Two regions of Georgia are likely to secede if Nato seeks closer ties with the former Soviet state, Russia's ambassador to the alliance says.
Mr Rogozin: "Abkhazia and South Ossetia do not intend to join Nato"
Abkhazia and South Ossetia already run their own affairs, but Dmitry Rogozin said moves by the Tbilisi government to join Nato could lead to a final split.
His comments come ahead of a Nato summit which will consider beginning the membership process for Georgia.
Moscow is strongly opposed to neighbour Georgia joining the Western alliance.
"Abkhazia and South Ossetia do not intend to join Nato. They have a completely different view," Mr Rogozin told Reuters new agency.
He said a national referendum backing Nato membership, organised by President Mikhail Saakashvili last December, had excluded the two breakaway republics.

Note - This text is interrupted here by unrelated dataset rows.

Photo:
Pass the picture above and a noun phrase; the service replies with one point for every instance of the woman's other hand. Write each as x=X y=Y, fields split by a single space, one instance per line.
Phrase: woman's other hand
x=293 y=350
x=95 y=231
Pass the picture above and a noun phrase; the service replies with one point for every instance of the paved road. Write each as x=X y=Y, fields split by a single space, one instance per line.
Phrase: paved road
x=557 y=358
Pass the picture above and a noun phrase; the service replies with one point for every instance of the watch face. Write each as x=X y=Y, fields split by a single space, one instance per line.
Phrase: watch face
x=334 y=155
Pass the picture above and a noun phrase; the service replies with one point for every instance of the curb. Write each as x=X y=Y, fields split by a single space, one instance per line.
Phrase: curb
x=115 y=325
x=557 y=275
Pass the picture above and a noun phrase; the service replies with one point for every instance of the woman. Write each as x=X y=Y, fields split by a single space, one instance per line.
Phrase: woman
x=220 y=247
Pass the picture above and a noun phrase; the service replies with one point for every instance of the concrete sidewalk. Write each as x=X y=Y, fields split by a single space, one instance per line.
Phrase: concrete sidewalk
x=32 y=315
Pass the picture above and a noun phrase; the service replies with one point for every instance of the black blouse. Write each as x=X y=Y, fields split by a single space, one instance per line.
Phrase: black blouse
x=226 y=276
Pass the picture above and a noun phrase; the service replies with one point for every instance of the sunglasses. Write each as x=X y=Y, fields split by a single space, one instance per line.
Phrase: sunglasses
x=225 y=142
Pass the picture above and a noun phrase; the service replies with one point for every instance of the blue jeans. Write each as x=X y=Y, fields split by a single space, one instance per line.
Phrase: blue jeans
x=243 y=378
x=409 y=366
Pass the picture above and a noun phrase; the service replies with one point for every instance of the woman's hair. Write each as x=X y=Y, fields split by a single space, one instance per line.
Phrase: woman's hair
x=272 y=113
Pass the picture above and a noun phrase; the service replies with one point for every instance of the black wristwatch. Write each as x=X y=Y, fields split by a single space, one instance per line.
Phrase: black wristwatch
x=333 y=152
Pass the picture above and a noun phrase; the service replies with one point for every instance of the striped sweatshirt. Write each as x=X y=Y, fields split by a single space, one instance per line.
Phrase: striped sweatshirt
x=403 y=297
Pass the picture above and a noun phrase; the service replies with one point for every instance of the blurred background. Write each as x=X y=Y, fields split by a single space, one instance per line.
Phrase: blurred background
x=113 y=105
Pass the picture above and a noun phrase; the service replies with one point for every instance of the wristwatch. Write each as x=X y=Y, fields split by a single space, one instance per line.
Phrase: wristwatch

That decision was an "historic mistake", said Mr Rogozin, "because in this way he personally excluded Abkhazia and South Ossetia from Georgia".
He added: "As soon as Georgia gets some kind of prospect from Washington of Nato membership, the next day the process of real secession of these two territories from Georgia will begin."
Putin to attend summit
In response, Nato spokesman James Appathurai said the alliance had taken no decision on whether to offer Georgia a "Membership Action Plan" - the first step to eventual membership.
"That being said, Nato allies fully and strongly support the territorial integrity of Georgia under any possible scenarios," he added.
Russian President Vladimir Putin is to attend the Nato summit in the Romanian capital Bucharest early next month.
Abkhazia and South Ossetia threw off rule from Tbilisi in the 1990s.
They are not internationally recognised. Moscow provides aid and most of the population hold Russian passports.
President Saakashvili says the two regions must remain part of Georgia.